There’s an old joke that goes like this: Mr. Goldberg was visiting China when he happened upon an old synagogue. He put on a tallit and sat down to pray. He noticed, though, that the other people there seemed confused by his presence.
After the service, an elderly Chinese man came up to Goldberg to welcome him. “We are so happy to have you here,” said the man, “but tell me: how do you know the words of the Jewish prayers?” “I grew up with these prayers. I chanted them at my Bar Mitzvah,” Goldberg answered.
The old man peered closely at Goldberg. Then with a shrug of his shoulders, he replied, “Funny, you don’t look Jewish.”
Many of us have a tendency to assume that Ashkenazic equals Jewish – that last names like Rosen and Goldberg are Jewish names and that matzah balls and borscht represent authentic Jewish experience. When I was little, my grandmother used to kiss my keppele, pinch my punim, and occasionally threaten to potch in tuchis. I figured that was just how Jews talked. Turns out that my eight-year-old self was making some seriously “Ashkenormative” assumptions.
You can understand why many of us this think this way. After all, the majority of Jews in North America today have their roots in eastern and central Europe.

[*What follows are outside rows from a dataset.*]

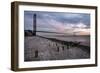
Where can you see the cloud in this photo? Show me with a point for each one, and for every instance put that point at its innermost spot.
(58, 22)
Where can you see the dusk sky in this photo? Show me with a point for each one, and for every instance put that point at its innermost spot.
(62, 22)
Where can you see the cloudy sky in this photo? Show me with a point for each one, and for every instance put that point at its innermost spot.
(61, 22)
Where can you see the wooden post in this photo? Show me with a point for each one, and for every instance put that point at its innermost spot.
(34, 25)
(36, 53)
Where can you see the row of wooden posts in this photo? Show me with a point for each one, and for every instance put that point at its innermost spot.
(58, 47)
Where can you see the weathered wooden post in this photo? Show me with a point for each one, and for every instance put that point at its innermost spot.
(34, 25)
(36, 53)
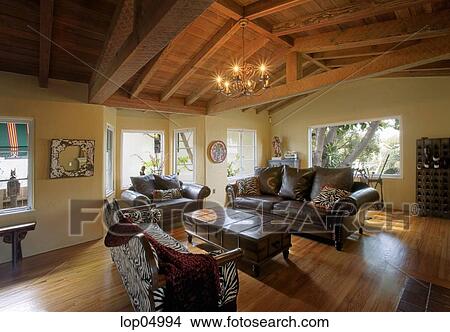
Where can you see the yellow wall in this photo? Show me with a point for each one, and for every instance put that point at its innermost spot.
(216, 129)
(422, 103)
(137, 120)
(58, 112)
(191, 122)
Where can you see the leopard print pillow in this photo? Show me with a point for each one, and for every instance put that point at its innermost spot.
(162, 195)
(248, 186)
(328, 196)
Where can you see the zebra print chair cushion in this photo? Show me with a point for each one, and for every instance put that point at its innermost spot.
(134, 261)
(248, 186)
(328, 196)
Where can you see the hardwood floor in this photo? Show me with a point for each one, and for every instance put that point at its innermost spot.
(369, 275)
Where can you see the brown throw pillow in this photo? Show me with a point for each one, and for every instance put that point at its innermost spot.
(162, 195)
(269, 179)
(248, 186)
(165, 182)
(328, 196)
(296, 183)
(339, 178)
(144, 185)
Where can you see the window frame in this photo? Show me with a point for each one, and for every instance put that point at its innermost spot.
(110, 128)
(255, 151)
(383, 176)
(125, 131)
(194, 151)
(30, 178)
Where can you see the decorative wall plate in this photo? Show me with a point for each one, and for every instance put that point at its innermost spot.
(217, 152)
(70, 158)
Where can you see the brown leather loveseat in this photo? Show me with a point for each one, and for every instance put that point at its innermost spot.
(279, 190)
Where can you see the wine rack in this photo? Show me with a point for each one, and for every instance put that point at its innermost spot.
(433, 177)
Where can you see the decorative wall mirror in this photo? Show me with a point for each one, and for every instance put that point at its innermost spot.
(71, 158)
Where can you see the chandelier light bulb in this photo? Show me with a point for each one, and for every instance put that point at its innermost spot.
(245, 79)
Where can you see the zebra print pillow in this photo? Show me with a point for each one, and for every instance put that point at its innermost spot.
(328, 196)
(161, 195)
(248, 186)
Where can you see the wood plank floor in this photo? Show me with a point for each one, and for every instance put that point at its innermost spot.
(369, 275)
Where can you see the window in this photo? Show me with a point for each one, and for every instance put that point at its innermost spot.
(109, 161)
(184, 154)
(371, 147)
(142, 153)
(15, 165)
(241, 159)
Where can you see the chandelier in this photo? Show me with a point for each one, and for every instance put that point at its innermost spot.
(244, 79)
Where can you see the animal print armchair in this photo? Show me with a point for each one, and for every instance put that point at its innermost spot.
(138, 264)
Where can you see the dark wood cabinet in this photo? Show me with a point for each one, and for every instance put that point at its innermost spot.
(432, 176)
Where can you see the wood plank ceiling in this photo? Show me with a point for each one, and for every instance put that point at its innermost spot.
(163, 57)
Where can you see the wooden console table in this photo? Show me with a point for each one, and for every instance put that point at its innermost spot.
(14, 235)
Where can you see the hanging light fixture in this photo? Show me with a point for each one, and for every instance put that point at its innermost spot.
(245, 79)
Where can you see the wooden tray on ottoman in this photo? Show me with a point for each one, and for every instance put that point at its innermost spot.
(259, 236)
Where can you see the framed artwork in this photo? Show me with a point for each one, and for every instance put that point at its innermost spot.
(71, 158)
(217, 152)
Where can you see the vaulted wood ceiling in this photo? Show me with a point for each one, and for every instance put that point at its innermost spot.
(163, 55)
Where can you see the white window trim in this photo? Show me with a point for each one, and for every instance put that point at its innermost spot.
(124, 131)
(384, 176)
(194, 162)
(111, 128)
(30, 205)
(255, 152)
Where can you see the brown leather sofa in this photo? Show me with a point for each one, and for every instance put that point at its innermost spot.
(346, 217)
(193, 196)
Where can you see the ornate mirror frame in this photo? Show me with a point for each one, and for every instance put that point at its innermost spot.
(85, 159)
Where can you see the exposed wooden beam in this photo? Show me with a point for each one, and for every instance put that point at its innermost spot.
(316, 62)
(395, 31)
(233, 10)
(265, 31)
(286, 103)
(152, 66)
(228, 8)
(209, 49)
(268, 7)
(254, 47)
(157, 24)
(119, 30)
(151, 103)
(279, 76)
(292, 67)
(427, 51)
(357, 10)
(270, 106)
(148, 71)
(356, 52)
(429, 73)
(46, 27)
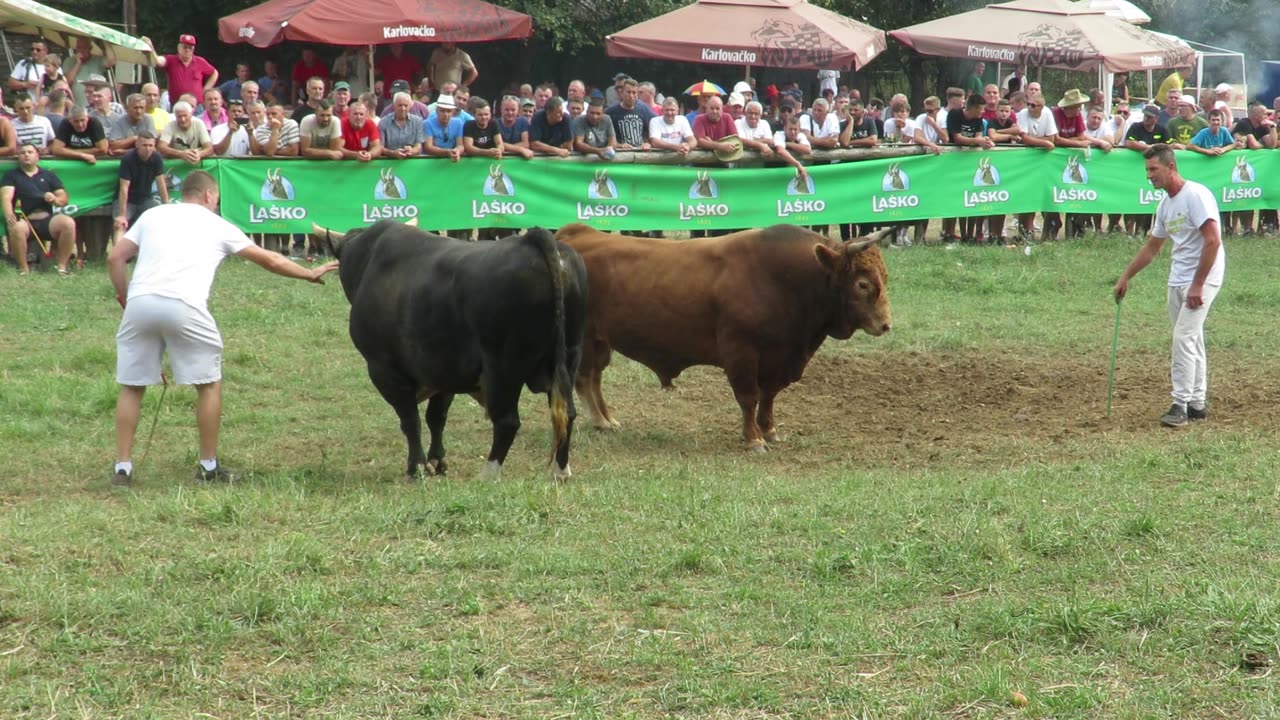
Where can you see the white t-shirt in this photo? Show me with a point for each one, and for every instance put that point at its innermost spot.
(1104, 132)
(39, 131)
(1179, 217)
(1037, 127)
(759, 132)
(179, 247)
(677, 131)
(780, 139)
(27, 71)
(906, 133)
(237, 147)
(922, 122)
(830, 126)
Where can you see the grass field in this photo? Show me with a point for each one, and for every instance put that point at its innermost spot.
(950, 520)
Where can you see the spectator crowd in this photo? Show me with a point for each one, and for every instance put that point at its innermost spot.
(332, 110)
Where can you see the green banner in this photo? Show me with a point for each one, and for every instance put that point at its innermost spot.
(90, 187)
(289, 195)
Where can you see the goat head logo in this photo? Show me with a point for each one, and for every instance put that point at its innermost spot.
(800, 185)
(987, 173)
(1243, 171)
(1074, 173)
(389, 187)
(895, 180)
(498, 182)
(704, 187)
(277, 186)
(602, 187)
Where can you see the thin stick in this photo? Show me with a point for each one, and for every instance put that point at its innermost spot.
(155, 418)
(1115, 343)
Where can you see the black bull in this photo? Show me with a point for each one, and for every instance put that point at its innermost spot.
(435, 317)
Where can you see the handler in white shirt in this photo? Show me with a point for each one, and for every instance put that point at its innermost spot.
(1188, 214)
(178, 247)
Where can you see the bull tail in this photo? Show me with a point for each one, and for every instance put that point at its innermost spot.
(562, 384)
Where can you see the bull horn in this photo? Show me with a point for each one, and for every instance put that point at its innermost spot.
(874, 238)
(316, 229)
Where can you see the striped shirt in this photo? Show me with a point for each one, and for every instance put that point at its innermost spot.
(396, 137)
(39, 131)
(288, 133)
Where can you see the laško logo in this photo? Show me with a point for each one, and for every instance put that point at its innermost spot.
(497, 185)
(275, 188)
(798, 206)
(1074, 174)
(897, 185)
(602, 188)
(704, 188)
(393, 194)
(1243, 173)
(986, 176)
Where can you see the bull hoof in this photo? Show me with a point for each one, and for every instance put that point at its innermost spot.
(492, 470)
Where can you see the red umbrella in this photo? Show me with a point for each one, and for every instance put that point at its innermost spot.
(704, 87)
(772, 33)
(373, 22)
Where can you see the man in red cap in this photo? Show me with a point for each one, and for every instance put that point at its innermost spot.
(187, 72)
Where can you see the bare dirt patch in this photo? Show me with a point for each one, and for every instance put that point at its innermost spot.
(913, 408)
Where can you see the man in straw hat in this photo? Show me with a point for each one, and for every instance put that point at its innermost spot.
(1072, 132)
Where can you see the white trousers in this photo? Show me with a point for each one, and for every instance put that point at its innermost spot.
(1189, 368)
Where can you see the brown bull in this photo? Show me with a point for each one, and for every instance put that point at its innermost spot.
(755, 302)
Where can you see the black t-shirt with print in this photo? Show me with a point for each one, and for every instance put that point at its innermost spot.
(30, 190)
(481, 139)
(963, 126)
(71, 137)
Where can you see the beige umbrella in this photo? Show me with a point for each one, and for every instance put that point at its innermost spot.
(24, 17)
(1048, 33)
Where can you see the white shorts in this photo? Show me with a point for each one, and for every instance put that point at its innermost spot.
(152, 324)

But we are not monolithic, and such assumptions – even unwitting or unconscious – can do damage to our community and to those seeking to be part of it.
Consider: if a visitor named Goldberg walked into one of our synagogues, we probably wouldn’t hesitate to offer them an aliyah during services. But if their name was O’Reilly or Youssef – or if their skin was black or they had Asian features– we’d be less likely to offer honours and more likely to ask questions.
I’ve heard of converts’ Jewishness being questioned right in the sanctuary (“Which of your parents was Jewish?” Which rabbi converted you?”). I’ve met people of colour – both Jews and spouses of Jews – who avoid synagogues because they were treated like outsiders. I’ve seen rabbis tell potential Jews-by-choice that in order to be accepted in the Jewish community they will need to learn to pepper their speech with Yiddish words and their cooking with eastern European foods. As if eating gefilte fish and having a bubbe were central components of Jewish identity.
The result is a de-facto two tiered system in which European Jews – and those who can pass as European Jews – have an often-invisible level of privilege within our communities, while people of colour and converts are more likely to be deemed suspect or to be excluded. At the recent Biennial Convention of the Union for Reform Judaism in Chicago, there were several reports of Jews of colour being treated differently than their counterparts: they were disproportionately asked to produce ID when picking up participant badges; some reported being eyed warily by fellow participants in the hallways; a few were even asked to clean up spills (on the assumption that they were part of the staff as opposed to attendees).
The irony is that inclusion is a central value in Reform Jewish thinking – in fact, URJ president Rabbi Rick Jacobs’s keynote address at that very conference called on Reform Jews to “extend the tent of Jewish life” to those who are often excluded due to ethnic background, sexual orientation, or intermarriage. (Rabbi Jacobs pointedly addressed the issue a few days later in a Facebook post in which he called on Jews to “acknowledge that racism isn’t only “out there somewhere.”) Such incidents are a reminder that even in Jewish communities that are committed to inclusiveness, sometimes we have to work hard to be aware of our implicit biases.
In the 21st century, there is no such thing as “looking Jewish.” Demographic trends such as conversion, intermarriage, and adoption are changing the face of the Jewish people. Let us open our tent to all of those who wish to come inside, and let us acknowledge and celebrate the incredible diversity of our people.